5 インデペンデンツクラブへの事業承継-さらなる発展へ!-

2011年、宮本氏は高齢(73歳超)となり、三優監査法人関係での適当な引継ぐ部署・対象者が見当たらないため、松田氏と杉田氏に相談したところ、共に「事業計画発表会」の解散には反対でした。早稲田大学の後輩で、(株)インディペンデンツの社長である國本行彦氏と相談するようアドバイスを受けました。同社の國本氏と高田諭氏(取締役)は、事業計画発表会の常連参加者であり、宮本氏は直ちに、事業引継の相談を行いました。

★インデペンデンツクラブへの事業承継
 宮本氏は、事業引継ぎにあたっての条件等は全くつけず、自由に新しいやり方でやってもらうことを提案しました。國本氏は数日間の熟慮検討の末、「これまで通り宮本氏が手伝う」ことを条件に事業引継を了解しました。
 國本氏は、日本合同ファイナンス(株)(日本の代表的VC、現・ジャフコ)を経て、2006年に(株)インディペンデンツを設立し、2008年から、インデペンデンツクラブを発足、企業研究会を東京や大阪で開催していました。そのため、SBCベンチャー・サポート(株)(宮本氏)から(株)インディペンデンツ(國本氏)への事業継承が円滑に進んだ、と言えます。2011年7月の第83回事業計画発表会(330社目)から、インデペンデンツクラブの運営になりました。
 國本氏は、事業の枠組みの基本は継承しましたが、2ヶ月開催から毎月開催、会費制の導入(発表企業・参加者の無料化)により、より参加しやすい仕組みへと発展させました。

★認定NPO法人インデペンデンツクラブへの発展
 さらに、2015年11月に、特定非営利活動法人(NPO法人)インデペンデンツクラブを設立し、(株)インディペンデンツの事業計画発表会を引き継ぎます。(株)インディペンデンツは、(株)Kipsに名称変更し、現在の<NPO法人インデペンデンツクラブ-(株)Kips>の体制ができます。
 NPO法人インデペンデンツクラブの初代の代表理事には松田氏が就任し、2019年以降の第2代代表理事には、秦氏が就任しています。
 2021年1月には、東京都から<認定NPO法人>に認定され、寄付の税制優遇措置が適用されるようになりました。寄付金によりインデペンデンツクラブの活動=ベンチャー企業支援の充実が可能になりました。
 そして、引継後も事業計画発表会を推進してきた宮本氏は、2022年5月に、NPO法人インデペンデンツクラブ(常務理事)を退職しました。早稲田大学時代の事業開始から約25年の長きにわたり事業をリードしてきました。

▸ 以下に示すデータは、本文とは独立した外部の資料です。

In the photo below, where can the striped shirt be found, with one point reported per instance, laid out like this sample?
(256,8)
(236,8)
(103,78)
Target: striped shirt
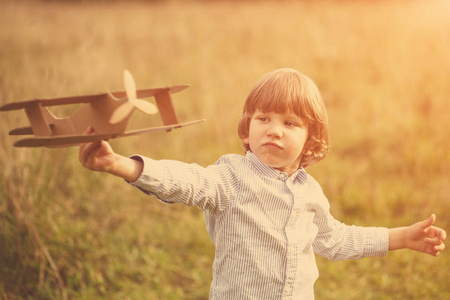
(265,225)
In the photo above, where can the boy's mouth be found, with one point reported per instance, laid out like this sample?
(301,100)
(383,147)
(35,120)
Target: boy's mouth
(274,146)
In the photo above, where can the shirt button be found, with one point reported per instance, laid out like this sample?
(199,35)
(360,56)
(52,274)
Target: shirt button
(282,176)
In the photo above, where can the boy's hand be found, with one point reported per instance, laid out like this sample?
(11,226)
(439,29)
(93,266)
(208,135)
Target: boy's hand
(424,237)
(97,156)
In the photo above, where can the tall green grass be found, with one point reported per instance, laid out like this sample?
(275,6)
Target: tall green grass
(382,67)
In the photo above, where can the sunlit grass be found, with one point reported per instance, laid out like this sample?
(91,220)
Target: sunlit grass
(381,66)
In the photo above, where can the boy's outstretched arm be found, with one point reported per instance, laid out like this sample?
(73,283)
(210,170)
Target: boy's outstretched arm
(421,236)
(99,156)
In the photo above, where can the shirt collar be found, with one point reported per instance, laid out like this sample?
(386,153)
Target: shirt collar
(273,173)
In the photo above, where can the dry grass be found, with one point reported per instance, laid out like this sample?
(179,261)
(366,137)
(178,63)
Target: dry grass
(382,67)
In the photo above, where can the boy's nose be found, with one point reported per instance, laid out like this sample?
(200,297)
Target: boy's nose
(275,131)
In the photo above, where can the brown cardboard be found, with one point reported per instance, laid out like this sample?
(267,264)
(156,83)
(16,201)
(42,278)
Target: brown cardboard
(108,113)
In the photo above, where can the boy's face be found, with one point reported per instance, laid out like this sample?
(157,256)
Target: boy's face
(277,139)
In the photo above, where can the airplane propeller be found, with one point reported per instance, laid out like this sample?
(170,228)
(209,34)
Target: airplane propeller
(126,108)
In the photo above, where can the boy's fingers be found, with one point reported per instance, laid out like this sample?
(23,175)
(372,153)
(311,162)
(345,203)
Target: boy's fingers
(433,241)
(428,222)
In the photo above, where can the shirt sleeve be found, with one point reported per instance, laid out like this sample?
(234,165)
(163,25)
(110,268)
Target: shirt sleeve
(338,241)
(209,188)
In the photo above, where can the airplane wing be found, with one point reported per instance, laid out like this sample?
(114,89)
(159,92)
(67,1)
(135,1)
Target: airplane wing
(143,93)
(75,140)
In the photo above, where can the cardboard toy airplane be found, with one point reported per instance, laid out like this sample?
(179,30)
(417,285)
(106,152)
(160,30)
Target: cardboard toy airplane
(108,113)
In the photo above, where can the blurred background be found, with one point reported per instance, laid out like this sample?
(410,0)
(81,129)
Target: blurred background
(382,68)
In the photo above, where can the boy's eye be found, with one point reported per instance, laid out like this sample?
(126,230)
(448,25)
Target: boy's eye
(263,118)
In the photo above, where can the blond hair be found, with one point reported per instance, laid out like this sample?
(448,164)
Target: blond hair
(287,90)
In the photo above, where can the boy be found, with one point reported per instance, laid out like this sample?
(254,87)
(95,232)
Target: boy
(264,213)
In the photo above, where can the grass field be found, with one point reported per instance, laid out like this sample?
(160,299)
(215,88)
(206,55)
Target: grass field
(383,70)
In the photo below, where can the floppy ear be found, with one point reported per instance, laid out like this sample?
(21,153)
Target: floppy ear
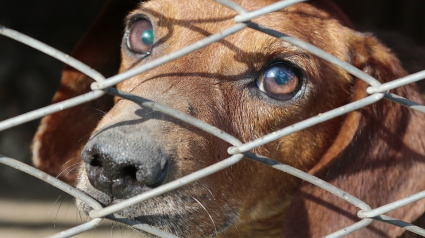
(61,136)
(378,157)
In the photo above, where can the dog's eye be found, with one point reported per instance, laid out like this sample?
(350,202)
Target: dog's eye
(140,37)
(279,81)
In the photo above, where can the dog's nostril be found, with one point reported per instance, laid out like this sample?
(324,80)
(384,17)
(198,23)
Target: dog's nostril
(130,172)
(96,161)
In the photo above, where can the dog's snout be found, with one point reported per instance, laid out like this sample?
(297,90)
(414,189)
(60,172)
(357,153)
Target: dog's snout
(122,169)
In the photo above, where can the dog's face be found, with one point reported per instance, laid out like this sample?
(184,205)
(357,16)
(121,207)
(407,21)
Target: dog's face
(249,84)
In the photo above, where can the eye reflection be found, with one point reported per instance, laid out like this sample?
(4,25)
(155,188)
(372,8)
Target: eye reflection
(140,37)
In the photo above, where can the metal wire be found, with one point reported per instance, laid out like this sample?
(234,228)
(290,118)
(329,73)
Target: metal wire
(238,150)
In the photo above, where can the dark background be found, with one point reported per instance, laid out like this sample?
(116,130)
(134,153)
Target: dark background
(29,78)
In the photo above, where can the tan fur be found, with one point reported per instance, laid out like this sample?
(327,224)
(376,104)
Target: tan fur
(374,153)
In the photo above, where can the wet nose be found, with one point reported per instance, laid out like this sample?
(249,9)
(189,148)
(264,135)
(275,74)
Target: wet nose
(123,165)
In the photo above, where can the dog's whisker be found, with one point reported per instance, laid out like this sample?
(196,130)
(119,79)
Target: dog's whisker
(69,161)
(57,212)
(51,208)
(71,167)
(212,220)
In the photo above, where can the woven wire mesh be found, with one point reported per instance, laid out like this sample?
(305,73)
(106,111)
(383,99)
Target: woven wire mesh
(239,150)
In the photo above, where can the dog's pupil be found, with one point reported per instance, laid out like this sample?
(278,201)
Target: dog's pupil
(148,37)
(280,75)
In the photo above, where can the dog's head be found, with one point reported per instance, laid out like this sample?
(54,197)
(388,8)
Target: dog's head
(250,84)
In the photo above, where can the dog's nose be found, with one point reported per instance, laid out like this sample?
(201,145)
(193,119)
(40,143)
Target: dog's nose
(123,166)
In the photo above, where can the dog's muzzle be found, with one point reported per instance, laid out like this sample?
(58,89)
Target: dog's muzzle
(122,162)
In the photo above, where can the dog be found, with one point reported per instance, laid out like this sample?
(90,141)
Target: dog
(249,84)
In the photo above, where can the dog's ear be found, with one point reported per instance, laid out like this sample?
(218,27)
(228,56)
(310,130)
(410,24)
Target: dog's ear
(377,157)
(61,136)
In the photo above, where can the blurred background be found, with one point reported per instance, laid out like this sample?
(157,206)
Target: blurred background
(28,79)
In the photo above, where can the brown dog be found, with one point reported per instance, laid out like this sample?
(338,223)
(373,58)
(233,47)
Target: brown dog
(249,85)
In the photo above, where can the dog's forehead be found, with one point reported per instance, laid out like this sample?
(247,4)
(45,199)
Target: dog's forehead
(198,19)
(178,24)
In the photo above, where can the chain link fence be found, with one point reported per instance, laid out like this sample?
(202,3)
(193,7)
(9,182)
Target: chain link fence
(239,150)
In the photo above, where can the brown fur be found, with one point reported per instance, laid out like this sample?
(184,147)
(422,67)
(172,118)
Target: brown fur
(375,153)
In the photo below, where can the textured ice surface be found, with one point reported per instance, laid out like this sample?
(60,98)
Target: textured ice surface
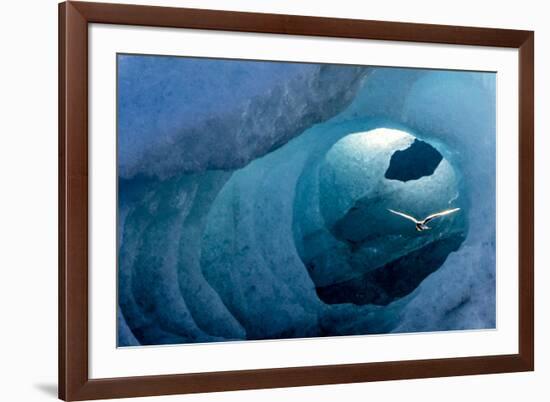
(252,201)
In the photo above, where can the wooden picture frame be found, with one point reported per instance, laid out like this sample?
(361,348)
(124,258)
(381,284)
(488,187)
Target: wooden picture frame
(74,381)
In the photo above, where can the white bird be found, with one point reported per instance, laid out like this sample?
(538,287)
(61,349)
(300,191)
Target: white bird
(421,224)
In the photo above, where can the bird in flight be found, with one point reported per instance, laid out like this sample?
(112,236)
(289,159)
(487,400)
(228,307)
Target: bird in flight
(421,224)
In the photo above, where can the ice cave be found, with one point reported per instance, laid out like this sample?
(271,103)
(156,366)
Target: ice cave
(268,218)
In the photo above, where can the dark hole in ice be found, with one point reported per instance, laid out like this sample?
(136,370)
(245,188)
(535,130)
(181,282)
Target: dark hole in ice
(419,160)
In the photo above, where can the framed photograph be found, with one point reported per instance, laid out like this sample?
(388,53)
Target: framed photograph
(258,200)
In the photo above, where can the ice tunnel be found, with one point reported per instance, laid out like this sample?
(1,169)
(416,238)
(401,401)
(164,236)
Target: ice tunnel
(282,229)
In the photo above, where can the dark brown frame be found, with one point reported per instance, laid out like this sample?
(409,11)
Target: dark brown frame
(74,383)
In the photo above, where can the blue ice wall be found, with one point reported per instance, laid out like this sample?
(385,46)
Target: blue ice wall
(253,200)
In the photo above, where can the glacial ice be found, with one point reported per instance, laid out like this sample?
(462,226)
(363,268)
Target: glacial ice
(232,222)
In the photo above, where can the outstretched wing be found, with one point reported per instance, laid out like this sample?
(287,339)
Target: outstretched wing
(403,215)
(439,214)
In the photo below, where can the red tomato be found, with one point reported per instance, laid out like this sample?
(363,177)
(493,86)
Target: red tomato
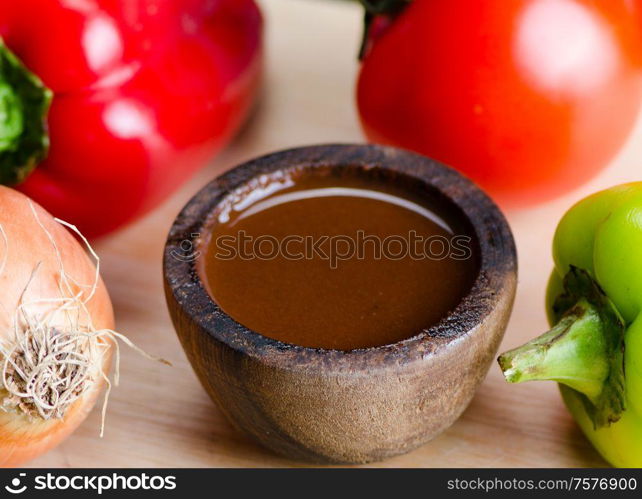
(528,97)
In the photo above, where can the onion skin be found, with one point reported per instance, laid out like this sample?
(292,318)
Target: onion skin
(23,438)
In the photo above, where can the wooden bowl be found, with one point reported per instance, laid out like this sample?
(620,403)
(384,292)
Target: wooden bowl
(331,406)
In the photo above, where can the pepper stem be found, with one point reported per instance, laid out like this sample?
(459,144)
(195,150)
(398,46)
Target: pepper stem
(24,103)
(584,350)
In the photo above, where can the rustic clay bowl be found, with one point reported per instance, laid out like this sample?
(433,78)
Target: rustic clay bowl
(334,406)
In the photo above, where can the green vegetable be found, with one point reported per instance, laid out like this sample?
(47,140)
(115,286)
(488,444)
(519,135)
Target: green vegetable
(594,302)
(24,103)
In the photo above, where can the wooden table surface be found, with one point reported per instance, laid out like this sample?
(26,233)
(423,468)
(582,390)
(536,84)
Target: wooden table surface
(160,416)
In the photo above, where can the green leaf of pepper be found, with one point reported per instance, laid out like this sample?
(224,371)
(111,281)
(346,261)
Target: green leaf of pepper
(24,103)
(594,302)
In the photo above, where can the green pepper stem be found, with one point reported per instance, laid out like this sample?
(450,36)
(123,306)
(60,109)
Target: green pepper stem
(573,353)
(24,103)
(584,350)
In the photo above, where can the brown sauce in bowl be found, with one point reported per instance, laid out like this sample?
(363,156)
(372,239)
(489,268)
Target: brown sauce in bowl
(337,262)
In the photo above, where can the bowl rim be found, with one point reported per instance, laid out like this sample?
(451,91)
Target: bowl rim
(497,256)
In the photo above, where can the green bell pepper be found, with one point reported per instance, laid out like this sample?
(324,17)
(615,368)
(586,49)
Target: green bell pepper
(594,302)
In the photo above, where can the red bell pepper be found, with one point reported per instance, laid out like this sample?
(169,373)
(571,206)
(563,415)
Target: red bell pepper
(139,94)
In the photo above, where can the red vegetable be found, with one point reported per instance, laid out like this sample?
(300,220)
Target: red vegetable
(529,98)
(144,92)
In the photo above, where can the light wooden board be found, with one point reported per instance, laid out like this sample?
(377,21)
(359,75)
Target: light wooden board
(160,416)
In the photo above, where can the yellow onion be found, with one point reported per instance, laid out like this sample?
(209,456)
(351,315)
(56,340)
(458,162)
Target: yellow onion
(56,323)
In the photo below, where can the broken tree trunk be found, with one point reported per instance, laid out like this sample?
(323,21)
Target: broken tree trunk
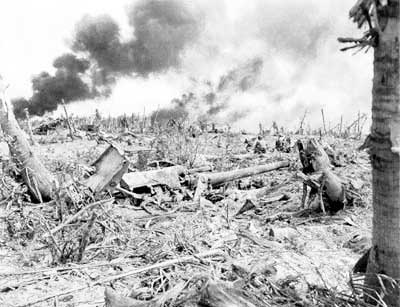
(28,120)
(71,132)
(40,182)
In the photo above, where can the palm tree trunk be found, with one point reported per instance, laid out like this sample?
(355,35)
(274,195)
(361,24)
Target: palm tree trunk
(384,154)
(39,180)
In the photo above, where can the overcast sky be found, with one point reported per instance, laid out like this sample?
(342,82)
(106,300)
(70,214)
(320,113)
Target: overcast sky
(33,33)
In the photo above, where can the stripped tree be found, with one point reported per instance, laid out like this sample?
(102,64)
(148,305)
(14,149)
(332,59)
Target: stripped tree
(40,182)
(382,18)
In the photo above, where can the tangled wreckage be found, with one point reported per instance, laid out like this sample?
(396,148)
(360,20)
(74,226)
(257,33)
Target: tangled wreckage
(168,218)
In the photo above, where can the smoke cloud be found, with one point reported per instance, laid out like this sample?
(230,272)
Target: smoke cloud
(161,30)
(244,62)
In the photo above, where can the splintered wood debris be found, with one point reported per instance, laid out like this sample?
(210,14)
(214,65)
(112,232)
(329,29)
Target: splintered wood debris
(216,219)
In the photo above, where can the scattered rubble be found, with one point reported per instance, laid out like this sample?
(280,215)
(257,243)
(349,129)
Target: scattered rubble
(178,218)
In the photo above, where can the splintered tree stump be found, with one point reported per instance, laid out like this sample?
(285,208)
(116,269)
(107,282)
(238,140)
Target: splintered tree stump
(40,182)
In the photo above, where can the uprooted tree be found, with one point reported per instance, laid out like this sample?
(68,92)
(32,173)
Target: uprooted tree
(382,18)
(40,182)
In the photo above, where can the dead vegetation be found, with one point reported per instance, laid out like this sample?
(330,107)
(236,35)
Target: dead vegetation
(148,214)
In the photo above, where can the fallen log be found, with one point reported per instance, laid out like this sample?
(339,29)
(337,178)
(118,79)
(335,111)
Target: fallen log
(168,176)
(220,295)
(181,260)
(216,179)
(40,182)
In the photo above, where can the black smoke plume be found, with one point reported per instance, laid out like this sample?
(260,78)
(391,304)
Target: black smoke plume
(161,30)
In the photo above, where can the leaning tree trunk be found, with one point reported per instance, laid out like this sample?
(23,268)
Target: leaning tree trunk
(384,153)
(39,180)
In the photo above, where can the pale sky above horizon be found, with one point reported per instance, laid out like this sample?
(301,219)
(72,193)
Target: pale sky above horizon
(34,33)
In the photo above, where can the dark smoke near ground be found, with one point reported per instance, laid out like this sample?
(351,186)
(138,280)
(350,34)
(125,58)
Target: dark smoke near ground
(50,90)
(242,78)
(161,30)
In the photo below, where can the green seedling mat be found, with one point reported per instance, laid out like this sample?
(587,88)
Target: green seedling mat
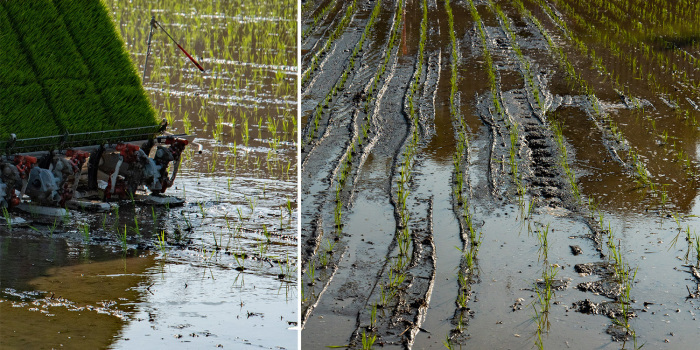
(66,79)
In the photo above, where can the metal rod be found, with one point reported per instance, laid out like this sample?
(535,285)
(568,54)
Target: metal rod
(180,47)
(148,50)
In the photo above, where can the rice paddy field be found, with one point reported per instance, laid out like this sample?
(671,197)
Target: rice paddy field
(64,63)
(219,271)
(500,174)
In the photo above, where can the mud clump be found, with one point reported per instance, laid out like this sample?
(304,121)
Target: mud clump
(607,288)
(576,250)
(609,309)
(603,269)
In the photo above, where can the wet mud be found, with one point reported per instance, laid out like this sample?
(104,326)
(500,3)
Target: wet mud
(221,269)
(532,196)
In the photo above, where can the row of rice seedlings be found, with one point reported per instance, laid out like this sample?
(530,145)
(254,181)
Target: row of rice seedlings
(625,277)
(344,21)
(67,81)
(676,23)
(347,159)
(499,109)
(659,60)
(525,64)
(638,167)
(623,35)
(472,240)
(623,273)
(393,41)
(554,125)
(545,292)
(317,18)
(461,129)
(662,61)
(390,288)
(340,84)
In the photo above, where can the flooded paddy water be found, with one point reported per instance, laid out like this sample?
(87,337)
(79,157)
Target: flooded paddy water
(500,174)
(219,271)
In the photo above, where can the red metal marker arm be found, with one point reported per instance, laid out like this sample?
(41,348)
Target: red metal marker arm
(190,57)
(178,45)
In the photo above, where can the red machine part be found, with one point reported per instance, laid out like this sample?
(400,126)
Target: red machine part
(128,151)
(176,148)
(24,165)
(119,189)
(77,159)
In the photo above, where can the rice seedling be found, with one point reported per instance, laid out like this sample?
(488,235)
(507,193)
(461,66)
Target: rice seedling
(368,341)
(7,217)
(162,242)
(69,49)
(85,229)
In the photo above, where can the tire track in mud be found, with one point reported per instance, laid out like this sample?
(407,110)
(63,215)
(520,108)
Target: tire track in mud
(348,268)
(345,306)
(325,155)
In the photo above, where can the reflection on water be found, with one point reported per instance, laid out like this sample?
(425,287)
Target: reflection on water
(220,270)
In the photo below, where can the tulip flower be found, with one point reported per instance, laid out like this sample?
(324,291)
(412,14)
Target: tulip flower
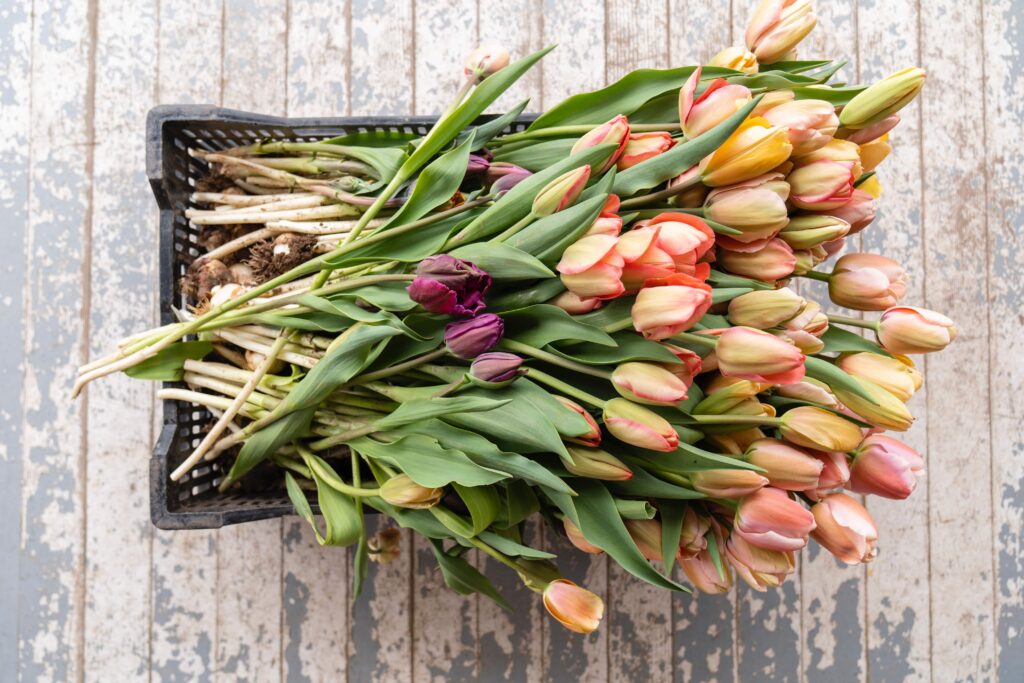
(785,466)
(401,492)
(470,338)
(614,132)
(774,260)
(727,482)
(596,464)
(641,146)
(817,428)
(576,608)
(758,567)
(810,123)
(668,306)
(845,528)
(866,282)
(769,518)
(754,148)
(450,286)
(757,355)
(756,207)
(883,98)
(720,99)
(821,185)
(886,467)
(736,58)
(910,330)
(777,26)
(636,425)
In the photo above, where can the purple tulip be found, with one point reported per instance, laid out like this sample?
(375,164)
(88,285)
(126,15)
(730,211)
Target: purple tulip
(468,339)
(448,285)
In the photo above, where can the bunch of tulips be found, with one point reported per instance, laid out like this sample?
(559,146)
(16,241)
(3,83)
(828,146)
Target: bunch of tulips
(603,318)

★さらなる発展へ!-「一人でも多くの人と一緒に、1社でも多くの公開会社を育てる」―
 NPO法人インデペンデンツクラブは、全国の個性あふれる起業家を発掘し、「一人でも多くの人と一緒に1社でも多くの公開企業を育てる」を理念に、社会貢献するベンチャー企業の支援育成に関する事業を行い、経済活動の活性化及び科学技術の振興を図ることで広く公益に起用することを目的としております。
 2022年9月時点での実績は、事業計画発表会の累計開催数502回、累計発表企業数1310社、上場企業数28社、であります。この理念を掲げて、さらなる発展へ!